RALEIGH, N.C. (WNCN) — The National Hurricane Center is monitoring the first area to watch in the tropics of the 2023 Hurricane Season.

Now that we have your attention, the broad area of low pressure a few hundred miles northeast of the Bahamas only has a 10% chance of development within the next 2 and 7 days. It is however, a reminder that hurricane season is right around the corner, and if conditions are right, tropical systems can develop.

Tropical Development (CBS 17)

Both NC State and Colorado State University have forecast a near, or slightly below average hurricane season for this year, thanks in part to a developing El Nino climate pattern, which is known for adding more wind shear to the atmosphere, which can make it difficult for tropical systems to develop. With that in mind, waters in the tropical Atlantic continue to run slightly warmer than average, which is fuel for developing tropical systems. Even though this year’s pattern may favor near or below average tropical storms and hurricanes, it only takes one to bring impacts.
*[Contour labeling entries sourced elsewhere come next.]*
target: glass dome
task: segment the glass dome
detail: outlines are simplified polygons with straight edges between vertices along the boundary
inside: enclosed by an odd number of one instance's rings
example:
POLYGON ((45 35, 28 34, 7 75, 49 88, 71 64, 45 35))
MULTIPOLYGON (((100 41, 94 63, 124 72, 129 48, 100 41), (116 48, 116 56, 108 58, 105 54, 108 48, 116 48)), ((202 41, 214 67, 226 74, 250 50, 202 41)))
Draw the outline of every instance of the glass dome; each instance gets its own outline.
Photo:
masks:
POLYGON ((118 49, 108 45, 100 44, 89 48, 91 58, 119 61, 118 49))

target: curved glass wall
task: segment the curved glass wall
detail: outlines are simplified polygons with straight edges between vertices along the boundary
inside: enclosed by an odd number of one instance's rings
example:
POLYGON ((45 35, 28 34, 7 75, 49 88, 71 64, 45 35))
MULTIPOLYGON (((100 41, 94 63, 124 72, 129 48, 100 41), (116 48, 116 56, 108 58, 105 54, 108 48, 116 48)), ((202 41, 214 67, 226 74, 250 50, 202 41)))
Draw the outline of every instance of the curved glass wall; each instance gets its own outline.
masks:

Hurricane Forecast (CBS 17)

Below you will find the list of names for this year’s hurricane season. The names that have an asterisk next to them are the names that replace hurricanes that have been retired. Harold replaced Harvey, Idalia replaced Irma, Margot replaced Maria, and Nigel replaced Nate. A hurricane name is retired when the cost of damage and/or loss of life is significant.

2023 Storm Names (CBS 17)

The Atlantic hurricane season runs from June 1 through November 30.